Ishmael, or The Orphan

          Before the God-bullied hull, call me—
          Before the God-bullied hull buckles, before

          The red flag unfurled on water bucks and drowns,
          Before the sky-hawk dives down, before

          The nail drives through the sky-hawk’s red-wing—
          Call me
                      the nail driven through the wing
          And call me the wing driven through.
                                                                A board
          On water is buoyant, I know: I cling to wood—
          A dictionary buckles and drowns. I know

          I do not drown: I’m abridged, afloat, call me—

Sir, when my book arrives, when each page
You’ve untied lets go the breath it held
That was my breath, then my breath will not be mine—
I think you’ll know. I know when doors open
I mean to keep closed: study-door, desk-drawer.
My wife found the key I hid beneath the fern.
My pens she did not touch.
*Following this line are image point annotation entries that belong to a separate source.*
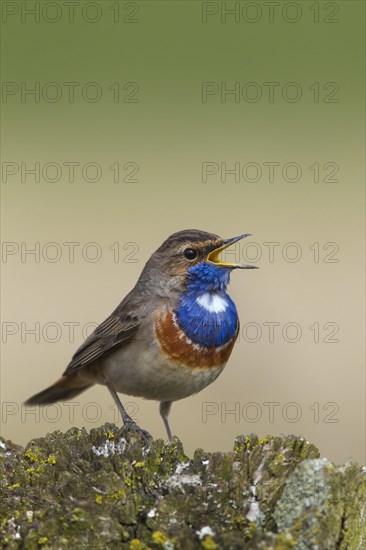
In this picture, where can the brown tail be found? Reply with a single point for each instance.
(65, 388)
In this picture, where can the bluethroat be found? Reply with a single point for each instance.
(169, 338)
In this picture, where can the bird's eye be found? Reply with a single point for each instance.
(190, 253)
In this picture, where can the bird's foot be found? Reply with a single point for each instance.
(133, 427)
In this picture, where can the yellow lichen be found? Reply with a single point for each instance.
(136, 544)
(208, 543)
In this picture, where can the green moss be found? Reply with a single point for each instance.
(60, 489)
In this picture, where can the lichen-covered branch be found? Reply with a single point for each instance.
(109, 489)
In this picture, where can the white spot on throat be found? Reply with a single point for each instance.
(214, 303)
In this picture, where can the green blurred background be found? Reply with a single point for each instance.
(168, 51)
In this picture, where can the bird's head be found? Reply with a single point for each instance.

She did not touch
The hundred pages I left blank to fill other days.
She took the cracked compass I keep for luck
(the needle’s sharp, but stuck), took my green-glass
Ink-pot, and centering the compass on my desk,
Poured out each dark drop of ink unitl ink
Seeped through cracked glass and left the compass
Ink-full. The gold needle loosened, floated: a line.
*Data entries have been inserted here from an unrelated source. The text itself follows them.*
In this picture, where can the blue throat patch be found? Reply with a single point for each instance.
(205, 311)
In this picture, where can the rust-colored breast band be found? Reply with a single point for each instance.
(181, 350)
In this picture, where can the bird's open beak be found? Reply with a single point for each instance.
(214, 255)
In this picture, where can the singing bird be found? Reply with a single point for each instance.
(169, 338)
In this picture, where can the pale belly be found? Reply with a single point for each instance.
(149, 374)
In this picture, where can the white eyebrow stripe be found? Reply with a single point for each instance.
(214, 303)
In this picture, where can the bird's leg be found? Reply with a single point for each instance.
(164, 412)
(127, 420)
          Bent back, I am taking you inside my head
          Turning back. Ahab bent

          The needle that refused North
                                                      back to a magnet’s tow—
          Did, Ahab did, after
          The needle’s faith answered our question: No.
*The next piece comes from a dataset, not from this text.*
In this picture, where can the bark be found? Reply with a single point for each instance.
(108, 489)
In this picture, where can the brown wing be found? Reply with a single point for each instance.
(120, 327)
          How do you point at a horizon? Ask me. I know.
          Needle out your arm: close eyes:

          And turn in a circle. Inscribe a zero on the wood-deck—
          The Equator on zero
                              latitudes lies. That is the truth, I know

Sir, what name that bay a last page carves
Out of no shore: ice? glacier? greenland?
strand, shoal-of-white-sand? an artic-calm?
How live, Sir, there—where I’ve been sailing?
Let me list for you, the cargo in my hold:
A brush, a mirror gilt-in-gold, a gold strand
Of wife’s hair, a dirty plate, a sink with no water,
A white-sheeted bed, a finger with a ring
That the ring hates. Sir, these bound pages
Are bound for you. I’ve a compass
Full of ink. I see I need repair, plank
By plank, my boat, while ocean-bound, while afloat.

          I’m
          Orphan, Ishmael, Equator-Line:

          A man alone equals the wave before it crests,
          Wave, before crest, equals the needle turning,
          Needle turning equals the flinch of a hawk-wing,
          A hawk-wing’s flinch is heaven turning

          Away. Men swallow water

Sir, I meant not to be so much myself
As I am. I meant to keep my mouth closed
When wife asked, “Should I go?” and I said: “Go.”
Bow-of-the-bed, empty bow. I’m captain,
I guess, now. I fold the blank sheet back
Each morning. There’s a page I mean to read.
No hand wrote it. It’s white. It hides white
Inside another page of white. How, Sir—
Open a page inside a page? How, Sir, do you
Read the page that was written so you could not
Read it. I know, I think I know. You sleep,
Or step, or slip beneath the surface of the bed
And learn to breathe as paper breathes: with other’s breath.

          And then water swallows men. A grave-magnet
          Pulls them down. Fathom me—

          Editor, fathom me. I am a known depth. I’m a
          Definition easy: a man, a mortal man.

          A man with five needles on each hand
          Pointing heavenward. Heed me. I’m lost.